While Britain’s councils are flicking their street lights on and off to cut costs, South Africa is being forced into darkness to avoid a national blackout. Are the British overreacting?

Dim Streetlight

There has been a significant increase in the number of street lights in the UK that have been dimmed or switched off at night since David Cameron implemented his policies in 2010.

According to the Labour Party’s survey, the number of street lights switched off or dimmed has increased from 148 000 in 2010 to 1.36 million in 2014  nine times the amount.

Shadow communities secretary Hilary Benn said the increase was owing to a “great pressure” on council budgets as well as the high cost of electricity. Councils have reported that the money they save on electricity bills can be used for core services such as road maintenance and social care.

A total of 106 of the 141 councils were said to be dimming or switching off street lights in the survey of 141 of the 150 councils in charge of lighting the streets in Britain. It was found that Tory councils are more likely to switch off or dim lights with 29% of streetlights switched off or dimmed in Tory areas compared to 13% in Labour ones.

The worst hit areas include Surrey (where 99% of streetlights are dimmed at night), Essex (where 83% of lights are turned off) and Northamptonshire (where 29% are switched off and 54% are dimmed).

Local Government Secretary Eric Pickles said that switching off street lights saves a great deal of money and reduces crime “because burglars love ambient lighting”.

However, after a series of burglaries a few weeks later, police demanded the streetlights be switched back on.

Benn believes that such money saving measures put pedestrians walking in the dark at risk.

“Streetlights ensure that people are safe on our roads and feel safe walking home, especially at this time of the year when the nights have drawn in,” Benn said.

Research conducted by the Road Research Laboratory shows that improved street lighting at 64 sites resulted in a 30% average reduction in night accidents and a 45% reduction in accidents involving personal injury.
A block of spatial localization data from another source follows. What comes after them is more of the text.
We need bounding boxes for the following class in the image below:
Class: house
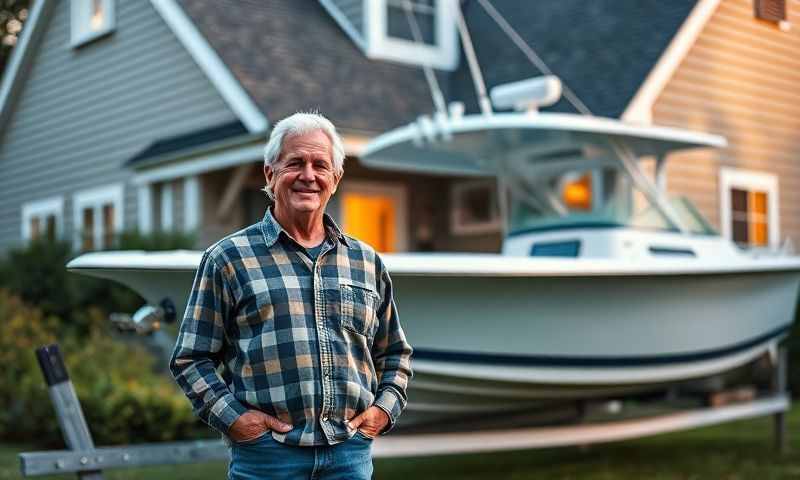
[0,0,797,254]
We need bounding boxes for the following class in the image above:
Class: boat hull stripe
[412,324,791,367]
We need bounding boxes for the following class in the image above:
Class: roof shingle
[178,0,441,135]
[450,0,697,118]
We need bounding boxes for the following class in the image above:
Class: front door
[340,181,407,253]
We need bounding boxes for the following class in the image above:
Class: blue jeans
[228,430,374,480]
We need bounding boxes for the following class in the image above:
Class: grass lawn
[2,406,798,480]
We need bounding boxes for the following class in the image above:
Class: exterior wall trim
[132,143,263,185]
[137,184,153,234]
[149,0,268,133]
[160,182,174,230]
[0,0,54,134]
[622,0,722,124]
[132,133,370,186]
[183,175,201,232]
[718,167,780,250]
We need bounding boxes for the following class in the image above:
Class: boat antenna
[475,0,593,116]
[401,0,448,116]
[454,0,493,116]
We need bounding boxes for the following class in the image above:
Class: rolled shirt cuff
[373,387,404,434]
[207,393,249,434]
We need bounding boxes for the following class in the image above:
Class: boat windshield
[504,160,716,235]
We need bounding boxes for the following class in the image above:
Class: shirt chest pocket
[338,280,380,339]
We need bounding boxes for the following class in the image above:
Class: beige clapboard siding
[652,0,800,245]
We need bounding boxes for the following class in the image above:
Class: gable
[0,0,244,248]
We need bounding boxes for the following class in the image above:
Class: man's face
[265,130,341,217]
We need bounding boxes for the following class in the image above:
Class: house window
[754,0,786,22]
[365,0,458,70]
[73,184,124,250]
[71,0,115,47]
[386,0,436,45]
[719,168,779,249]
[450,180,502,235]
[21,197,64,242]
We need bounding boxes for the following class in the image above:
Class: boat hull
[392,269,797,425]
[67,252,800,428]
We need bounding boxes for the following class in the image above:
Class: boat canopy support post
[655,154,667,192]
[610,138,689,234]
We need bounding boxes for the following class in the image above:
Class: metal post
[35,344,104,479]
[773,345,789,454]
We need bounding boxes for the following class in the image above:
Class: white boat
[68,111,800,431]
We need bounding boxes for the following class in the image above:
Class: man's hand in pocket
[229,410,292,442]
[348,406,389,438]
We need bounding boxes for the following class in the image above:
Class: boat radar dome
[490,75,562,113]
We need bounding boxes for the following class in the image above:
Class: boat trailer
[19,343,791,478]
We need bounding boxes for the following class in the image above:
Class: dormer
[319,0,459,71]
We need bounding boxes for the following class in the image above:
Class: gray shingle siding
[0,0,239,250]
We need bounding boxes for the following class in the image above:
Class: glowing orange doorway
[342,192,398,253]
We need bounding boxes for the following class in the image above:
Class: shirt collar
[261,206,351,249]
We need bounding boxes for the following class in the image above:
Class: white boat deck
[67,250,800,277]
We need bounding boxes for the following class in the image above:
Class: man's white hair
[262,112,345,198]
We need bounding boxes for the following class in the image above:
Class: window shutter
[754,0,787,22]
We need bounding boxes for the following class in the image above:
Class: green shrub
[63,325,201,445]
[0,290,61,444]
[0,291,206,446]
[0,239,142,336]
[0,232,195,330]
[0,235,208,447]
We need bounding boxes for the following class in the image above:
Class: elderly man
[170,112,413,479]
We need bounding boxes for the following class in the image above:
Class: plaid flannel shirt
[169,208,413,446]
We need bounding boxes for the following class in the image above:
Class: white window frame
[364,0,459,71]
[719,167,779,249]
[160,182,174,231]
[73,183,124,250]
[450,179,502,235]
[21,196,64,241]
[183,175,201,232]
[137,183,153,234]
[71,0,116,48]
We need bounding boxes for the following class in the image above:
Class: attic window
[71,0,115,47]
[386,0,436,45]
[754,0,786,22]
[365,0,458,70]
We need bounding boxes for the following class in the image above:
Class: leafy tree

Research further indicates that the number of road accidents increased by 20% in areas where street lights were switched off.
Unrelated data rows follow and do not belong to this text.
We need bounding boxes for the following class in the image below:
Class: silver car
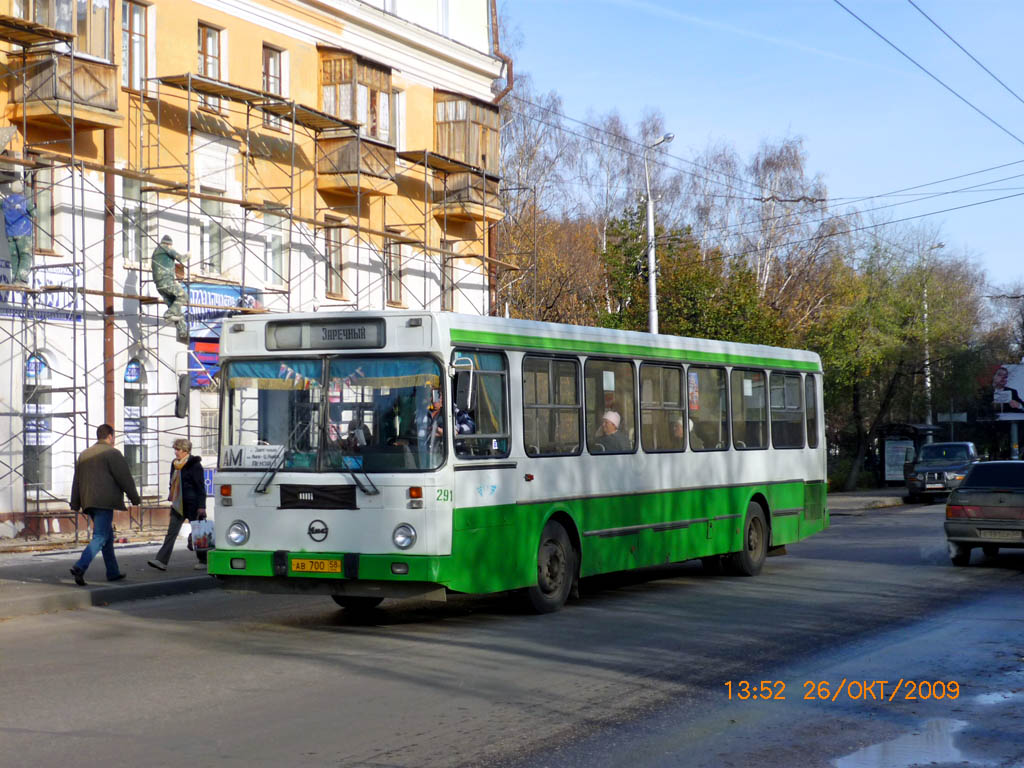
[945,461,1024,566]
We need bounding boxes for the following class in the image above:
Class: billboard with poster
[993,364,1024,420]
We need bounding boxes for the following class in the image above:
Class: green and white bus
[208,311,828,612]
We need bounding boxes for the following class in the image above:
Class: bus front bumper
[208,549,449,601]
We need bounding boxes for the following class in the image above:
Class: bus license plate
[979,529,1022,541]
[291,558,342,574]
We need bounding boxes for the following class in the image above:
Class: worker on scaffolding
[3,179,35,285]
[151,234,190,343]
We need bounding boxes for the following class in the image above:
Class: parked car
[904,441,980,502]
[945,461,1024,566]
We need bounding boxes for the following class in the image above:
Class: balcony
[317,134,396,197]
[433,173,503,223]
[7,51,121,129]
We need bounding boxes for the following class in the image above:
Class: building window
[197,23,220,110]
[121,0,146,90]
[17,0,110,59]
[440,240,454,311]
[23,353,52,494]
[385,240,402,305]
[122,177,145,263]
[262,45,282,129]
[325,226,344,298]
[30,163,53,253]
[200,406,219,459]
[321,52,392,142]
[264,212,285,285]
[200,188,223,273]
[435,94,499,173]
[124,359,147,481]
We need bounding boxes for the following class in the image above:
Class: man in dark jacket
[69,424,142,586]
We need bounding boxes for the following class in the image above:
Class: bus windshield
[220,356,445,473]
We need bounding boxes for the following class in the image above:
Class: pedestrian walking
[148,438,207,571]
[69,424,141,586]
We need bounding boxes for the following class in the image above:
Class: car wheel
[982,545,999,559]
[948,541,971,567]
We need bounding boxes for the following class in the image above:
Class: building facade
[0,0,507,536]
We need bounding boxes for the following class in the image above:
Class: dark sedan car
[905,441,979,502]
[945,461,1024,566]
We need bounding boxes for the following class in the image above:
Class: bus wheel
[729,503,767,577]
[525,519,575,613]
[331,595,384,611]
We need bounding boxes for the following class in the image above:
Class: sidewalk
[827,486,907,515]
[0,527,218,620]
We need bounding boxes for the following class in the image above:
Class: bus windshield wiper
[255,416,313,494]
[331,441,380,496]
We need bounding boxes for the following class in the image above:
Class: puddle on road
[974,690,1024,705]
[832,718,995,768]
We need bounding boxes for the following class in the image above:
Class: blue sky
[504,0,1024,289]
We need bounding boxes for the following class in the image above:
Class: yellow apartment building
[0,0,509,536]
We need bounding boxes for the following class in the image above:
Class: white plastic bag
[190,519,215,552]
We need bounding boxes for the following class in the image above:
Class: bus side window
[523,356,581,457]
[453,349,510,459]
[688,366,728,451]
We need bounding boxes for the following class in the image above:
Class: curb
[0,576,220,621]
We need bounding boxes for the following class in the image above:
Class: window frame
[639,362,686,454]
[199,187,223,274]
[521,355,582,458]
[434,93,500,173]
[324,225,346,299]
[121,0,147,91]
[385,239,403,306]
[262,44,283,130]
[769,371,805,450]
[805,373,820,450]
[30,161,54,254]
[320,52,393,143]
[584,357,637,456]
[687,365,729,452]
[440,239,455,312]
[23,352,53,493]
[197,22,221,111]
[451,347,511,460]
[730,367,769,451]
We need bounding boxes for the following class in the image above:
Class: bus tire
[331,595,384,611]
[524,519,575,613]
[729,503,767,577]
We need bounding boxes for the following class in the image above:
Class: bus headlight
[392,523,417,550]
[226,520,250,546]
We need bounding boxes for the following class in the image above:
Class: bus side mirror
[175,374,190,418]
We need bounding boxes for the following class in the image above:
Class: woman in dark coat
[148,438,207,570]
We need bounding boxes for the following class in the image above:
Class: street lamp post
[921,242,943,443]
[644,132,673,334]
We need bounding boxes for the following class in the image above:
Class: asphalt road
[1,501,1022,768]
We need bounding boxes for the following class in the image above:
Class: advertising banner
[187,283,261,339]
[0,260,83,321]
[992,364,1024,420]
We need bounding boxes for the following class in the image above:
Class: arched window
[124,359,148,482]
[24,353,52,494]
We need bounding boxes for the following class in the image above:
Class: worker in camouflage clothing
[151,234,190,343]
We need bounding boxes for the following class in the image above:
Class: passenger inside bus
[593,410,630,453]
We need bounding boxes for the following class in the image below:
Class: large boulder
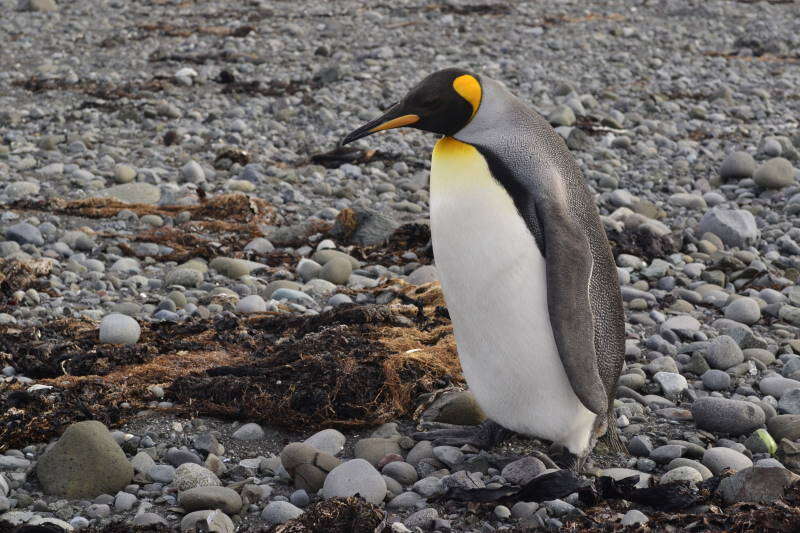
[698,208,759,249]
[717,466,799,504]
[36,421,133,498]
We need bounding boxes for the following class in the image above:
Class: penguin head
[342,68,481,144]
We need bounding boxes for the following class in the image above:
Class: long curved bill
[341,104,419,145]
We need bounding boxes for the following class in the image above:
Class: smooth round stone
[148,465,176,483]
[178,486,242,514]
[621,510,649,527]
[666,458,713,480]
[296,258,322,282]
[501,456,546,485]
[98,313,141,345]
[133,513,168,527]
[319,257,352,285]
[629,436,654,458]
[412,476,446,498]
[131,451,157,474]
[303,428,346,456]
[165,268,203,288]
[692,397,765,435]
[244,237,275,254]
[404,508,439,530]
[653,372,688,396]
[406,265,438,285]
[494,505,511,519]
[181,161,206,182]
[5,222,44,245]
[114,164,137,183]
[280,442,341,492]
[173,464,221,491]
[5,181,40,200]
[778,388,800,414]
[744,349,775,366]
[650,444,685,463]
[180,510,234,533]
[354,438,402,467]
[387,491,424,509]
[261,501,303,525]
[759,376,800,399]
[510,501,539,519]
[720,151,756,181]
[702,369,731,390]
[697,208,759,249]
[762,138,783,157]
[548,105,576,126]
[432,446,464,468]
[36,421,133,499]
[724,298,761,325]
[382,461,418,486]
[166,448,202,467]
[754,157,795,189]
[705,335,744,370]
[311,249,361,268]
[322,459,386,505]
[209,257,263,279]
[767,414,800,442]
[660,466,703,485]
[232,423,265,441]
[290,489,309,508]
[100,183,161,204]
[236,295,267,313]
[702,447,753,475]
[406,441,435,466]
[271,288,315,306]
[717,465,800,505]
[327,293,353,306]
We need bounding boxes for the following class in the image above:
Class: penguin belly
[429,137,596,455]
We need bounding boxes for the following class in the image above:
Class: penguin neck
[452,77,519,146]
Head of road policy for the AA, Paul Watters said:

“We need to get a handle on what’s going on because lots of authorities are doing it and clearly there appear to be some disbenefits probably outweighing the savings that are being made on energy, certainly when it comes to human life.”

Pickles contested earlier in 2014 that “[Britain] can’t have lights burning all night on the off chance someone wants to do aerobics at 3am”.

A number of local authorities are in the process of switching to LED street lights as an energy-efficient alternative to dimming or switching them off.

Light dimming vs Load shedding

While street light dimming and/or switching off is a money saving measure, load shedding in South Africa is an electricity saving one.

Load shedding, according to Eskom, is when it becomes necessary to interrupt electricity supply to certain areas, as there is not enough electricity available to meet the demand from all Eskom customers. It is a means to avoid a national blackout resulting from a total collapse of the electricity supply grid.

In November 2014, Eskom Chief Executive Officer Tshediso Matona warned that load shedding could be a reality for South Africans over the next few months.